I'm not sure what you are trying to do here, so I can only say:
In Perl, shared variables (from threads::shared) are thread-safe. it means that you can mix read and writes, without weird artifacts.
Even when you have two writes, simply the last write will hold.
The only problem you can have is when you need to change the value of a shared variable, based on previous value. for example, $shared++.
Only in this case you need a semaphore or a lock.

Shmuel.

Paul Robert Marino wrote:
I've been writing threaded Perl code for a while and I've found that
there are severe issues in sharing data between threads. Lately I've
been trying to address some of those issues in a threaded supper class
module I've been working on (
http://mrtools.svn.sourceforge.net/viewvc/mrtools/mrtools/branches/MrTools-v2/lib/MrTools/lib/MrTools/shared.pm?view=markup
) to simplify the creation modules that use supervisor with multiple
workers threading model . The one issue I still have is with using
semaphores as a locking mechanism for variables.
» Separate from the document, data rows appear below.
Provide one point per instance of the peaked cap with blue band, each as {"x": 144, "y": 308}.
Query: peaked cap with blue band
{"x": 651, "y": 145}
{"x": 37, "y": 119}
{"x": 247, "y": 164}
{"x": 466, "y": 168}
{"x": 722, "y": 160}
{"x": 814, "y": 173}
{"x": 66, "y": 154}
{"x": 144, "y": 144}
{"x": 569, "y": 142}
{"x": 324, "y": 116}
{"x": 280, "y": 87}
What I need is a
locking mechanism that differentiates between a read lock and a write
lock. Its not really a problem if multiple threads read a variable at
once its only really a problem if two writes happen at the same time
or a write happens during a read. Semaphores are too simple for this
they increment and decrement within predefined limit beyond which they
block. What is needed is actually a dual semaphore with a read lock
and a write lock. When ever a read lock is requested the read lock
should increment with no limit. When a write lock is requested it
should block all new read requests until the write lock is released,
at the same time it should block the write lock request until all of
the previously requested read locks are released.
There should also be some a way to specify a write locks priority behavior
 1) opportunistic (don't block new read lock requests until the
current read lock count = 0, in other words reads are always handled
first regardless of the order they are received )
 2) ordered (locks are handled strictly in the order they are received)
 3) prioritized (write locks are always granted before read locks
regardless of the order they are received).

Does any one have any comments, suggestions or additional requirements
(in case I need to write some thing from scratch) on this subject?